Johanneshovs Skans (Johanneshov Sconce) – Stockholm, Sweden - Atlas Obscura

Johanneshovs Skans (Johanneshov Sconce)

Part of an abandoned19th-century fortress hides in plain sight inside a modern office building. 



Very few people back in the mid-19th century could probably have imagined that the massive fortifications designed to defend the Swedish capital against any invader would never be finished. Even fewer would have predicted that they would end up in an office building lobby and occasionally be used as a yoga studio.

When construction on the Johanneshov Fort started in 1859, this area was an uninhabited and undeveloped piece of land. Though rather non-descript, the location was ideal for a sconce (small fortress) in a strategically important area.

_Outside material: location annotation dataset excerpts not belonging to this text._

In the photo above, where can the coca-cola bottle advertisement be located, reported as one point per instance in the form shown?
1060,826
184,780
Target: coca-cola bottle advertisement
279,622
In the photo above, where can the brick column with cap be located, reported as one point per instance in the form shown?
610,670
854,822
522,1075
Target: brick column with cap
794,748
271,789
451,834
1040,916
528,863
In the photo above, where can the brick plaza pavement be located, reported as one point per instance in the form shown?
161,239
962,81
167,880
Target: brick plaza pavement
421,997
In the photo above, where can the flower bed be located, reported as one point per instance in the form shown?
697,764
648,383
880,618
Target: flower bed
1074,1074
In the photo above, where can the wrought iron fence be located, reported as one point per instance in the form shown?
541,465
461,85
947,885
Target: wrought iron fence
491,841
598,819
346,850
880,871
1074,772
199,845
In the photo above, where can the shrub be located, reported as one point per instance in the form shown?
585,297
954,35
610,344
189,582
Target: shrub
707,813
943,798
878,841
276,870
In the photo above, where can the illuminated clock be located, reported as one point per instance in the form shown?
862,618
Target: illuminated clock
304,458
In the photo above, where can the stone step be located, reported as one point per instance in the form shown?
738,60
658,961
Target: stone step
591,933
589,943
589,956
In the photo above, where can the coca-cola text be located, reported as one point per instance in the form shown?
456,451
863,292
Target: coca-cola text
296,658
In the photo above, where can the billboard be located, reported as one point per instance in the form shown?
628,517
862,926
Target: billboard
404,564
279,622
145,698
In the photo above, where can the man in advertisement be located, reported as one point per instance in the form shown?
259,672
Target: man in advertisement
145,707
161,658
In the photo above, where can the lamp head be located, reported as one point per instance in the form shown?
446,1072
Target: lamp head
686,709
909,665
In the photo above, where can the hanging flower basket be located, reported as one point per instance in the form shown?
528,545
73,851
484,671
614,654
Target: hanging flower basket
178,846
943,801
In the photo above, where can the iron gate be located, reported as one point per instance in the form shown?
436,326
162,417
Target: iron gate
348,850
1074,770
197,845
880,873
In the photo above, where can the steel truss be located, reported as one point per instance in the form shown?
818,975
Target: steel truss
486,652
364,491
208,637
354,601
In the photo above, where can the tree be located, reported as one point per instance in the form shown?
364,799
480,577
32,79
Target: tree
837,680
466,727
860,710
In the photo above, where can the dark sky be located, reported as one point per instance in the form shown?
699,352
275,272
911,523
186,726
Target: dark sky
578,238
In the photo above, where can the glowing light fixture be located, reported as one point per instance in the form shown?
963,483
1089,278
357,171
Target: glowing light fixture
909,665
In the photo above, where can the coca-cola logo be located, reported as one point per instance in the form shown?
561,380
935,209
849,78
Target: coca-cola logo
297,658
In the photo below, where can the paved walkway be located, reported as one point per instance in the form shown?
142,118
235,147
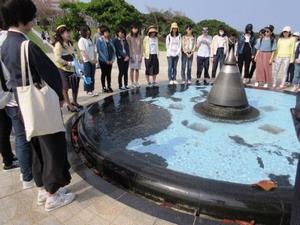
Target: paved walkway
92,207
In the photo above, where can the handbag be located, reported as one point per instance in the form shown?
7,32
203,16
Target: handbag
40,108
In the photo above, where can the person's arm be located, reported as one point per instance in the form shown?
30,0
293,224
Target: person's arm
58,55
292,51
44,69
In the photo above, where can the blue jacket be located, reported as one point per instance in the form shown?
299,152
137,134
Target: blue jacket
241,44
103,51
297,53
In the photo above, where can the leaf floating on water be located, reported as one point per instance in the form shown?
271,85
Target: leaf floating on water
266,185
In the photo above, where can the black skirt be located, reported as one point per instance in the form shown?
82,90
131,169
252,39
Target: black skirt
152,65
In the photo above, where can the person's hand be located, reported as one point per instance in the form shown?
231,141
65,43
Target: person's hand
61,103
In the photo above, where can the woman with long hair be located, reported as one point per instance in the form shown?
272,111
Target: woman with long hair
246,51
88,55
151,52
173,45
284,55
135,43
50,167
64,54
265,47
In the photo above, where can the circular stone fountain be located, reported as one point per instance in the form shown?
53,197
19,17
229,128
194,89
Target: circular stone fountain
151,141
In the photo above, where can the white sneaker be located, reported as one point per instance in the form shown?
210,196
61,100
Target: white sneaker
43,194
58,200
28,184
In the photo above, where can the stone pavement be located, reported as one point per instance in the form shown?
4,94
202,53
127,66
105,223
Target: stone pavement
91,207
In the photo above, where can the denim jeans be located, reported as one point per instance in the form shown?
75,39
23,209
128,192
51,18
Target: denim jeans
218,58
172,67
296,80
202,62
23,147
186,62
89,71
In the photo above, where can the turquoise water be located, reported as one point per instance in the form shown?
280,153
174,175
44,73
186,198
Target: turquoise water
240,153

The late 1850s were a turbulent time in the region. Sweden had 50 years earlier lost Finland to Russia, Europe was still recovering after the Napoleonic Wars, and the Crimean War had raged just a few years earlier. Although Sweden was not directly involved in the war, it still reached all the way to the Nordics and the Baltic Sea, something that led Swedish authorities to plan for a new defense line in Stockholm.

There was just one problem: Technological advances and changes in military tactics had made the fortification obsolete before it was even designed. In 1860, the year after construction started, the Swedish parliament decided to abandon the project. The half-built sconce was left standing in an incomplete state.

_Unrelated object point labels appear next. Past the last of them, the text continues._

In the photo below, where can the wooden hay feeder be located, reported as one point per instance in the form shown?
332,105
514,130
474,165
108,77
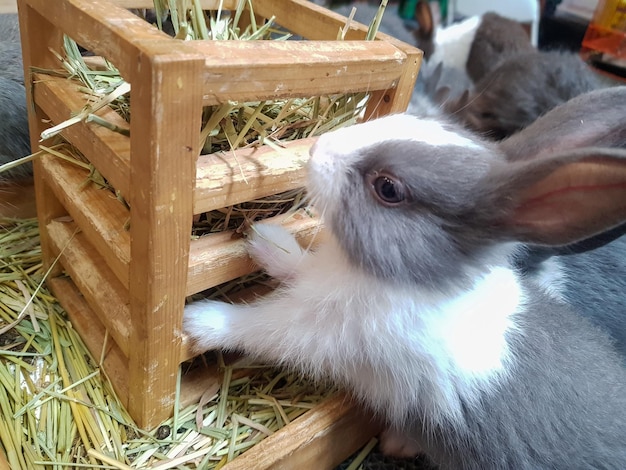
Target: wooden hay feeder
127,287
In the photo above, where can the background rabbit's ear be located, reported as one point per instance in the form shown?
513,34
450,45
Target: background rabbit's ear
570,197
593,119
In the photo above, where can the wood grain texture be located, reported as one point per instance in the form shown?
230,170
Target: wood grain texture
164,149
227,178
100,216
320,439
158,173
221,257
101,289
17,199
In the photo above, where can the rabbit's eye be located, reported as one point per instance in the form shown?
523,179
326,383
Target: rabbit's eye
388,190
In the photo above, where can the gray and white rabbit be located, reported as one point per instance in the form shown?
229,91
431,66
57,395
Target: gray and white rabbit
14,133
514,83
589,275
411,302
520,89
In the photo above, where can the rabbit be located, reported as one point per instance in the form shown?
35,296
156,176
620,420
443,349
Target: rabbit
14,132
520,89
411,302
589,275
9,28
496,39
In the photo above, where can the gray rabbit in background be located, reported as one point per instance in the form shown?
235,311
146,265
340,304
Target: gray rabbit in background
413,304
14,133
589,275
514,83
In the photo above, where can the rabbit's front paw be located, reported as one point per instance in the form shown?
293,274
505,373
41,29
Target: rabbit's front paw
206,323
275,250
398,444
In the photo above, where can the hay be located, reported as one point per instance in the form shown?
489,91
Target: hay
58,407
228,126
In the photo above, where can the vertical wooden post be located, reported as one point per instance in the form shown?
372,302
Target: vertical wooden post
167,109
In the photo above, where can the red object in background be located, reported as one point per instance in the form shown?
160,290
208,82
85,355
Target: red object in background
605,38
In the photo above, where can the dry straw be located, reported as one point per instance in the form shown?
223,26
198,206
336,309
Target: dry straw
228,126
57,407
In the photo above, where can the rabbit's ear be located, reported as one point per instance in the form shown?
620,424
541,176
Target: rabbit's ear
561,200
594,119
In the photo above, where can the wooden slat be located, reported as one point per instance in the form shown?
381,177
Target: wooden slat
218,258
296,68
320,439
107,297
36,41
100,216
108,151
93,333
17,198
167,111
227,178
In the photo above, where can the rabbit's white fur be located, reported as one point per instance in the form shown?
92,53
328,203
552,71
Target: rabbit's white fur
449,345
411,301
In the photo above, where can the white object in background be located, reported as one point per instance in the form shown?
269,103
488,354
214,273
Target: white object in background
524,11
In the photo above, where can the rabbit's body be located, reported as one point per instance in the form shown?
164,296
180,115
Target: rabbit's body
412,303
592,282
521,89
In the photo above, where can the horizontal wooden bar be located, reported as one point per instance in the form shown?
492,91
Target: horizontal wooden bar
17,198
108,151
321,438
218,258
227,178
101,289
234,71
99,214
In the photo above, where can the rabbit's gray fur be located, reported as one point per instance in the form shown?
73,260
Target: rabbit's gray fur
14,136
9,28
496,39
589,275
404,290
14,133
521,89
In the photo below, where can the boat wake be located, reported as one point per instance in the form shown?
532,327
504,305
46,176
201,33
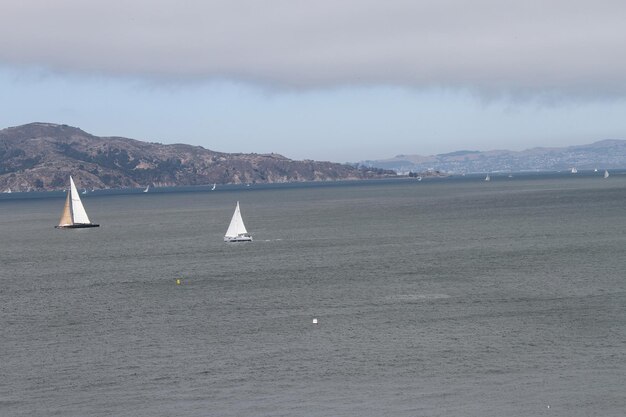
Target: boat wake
416,297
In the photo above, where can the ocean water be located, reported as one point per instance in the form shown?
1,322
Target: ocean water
447,297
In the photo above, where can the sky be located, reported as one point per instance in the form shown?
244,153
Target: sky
341,81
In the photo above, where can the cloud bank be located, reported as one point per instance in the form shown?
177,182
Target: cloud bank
531,47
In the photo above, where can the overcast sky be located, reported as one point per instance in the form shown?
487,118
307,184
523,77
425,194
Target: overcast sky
330,80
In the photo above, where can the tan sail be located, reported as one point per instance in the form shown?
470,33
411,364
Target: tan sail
74,215
66,217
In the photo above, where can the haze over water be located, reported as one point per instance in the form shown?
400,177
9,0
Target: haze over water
434,298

It would take another 50 years until a sports facility was built in the area. Now, one of the sconce’s walls—a massive 230-foot-long (79-meter-long) stretch of stone complete with embrasures—has been seamlessly integrated into a modern office building environment.

Know Before You Go

The remains of Johanneshov Sconce are today located in the lobby of the WSP office lobby. The closest metro stations are Skanstull or Globen. The lobby is accessible for the public during office hours.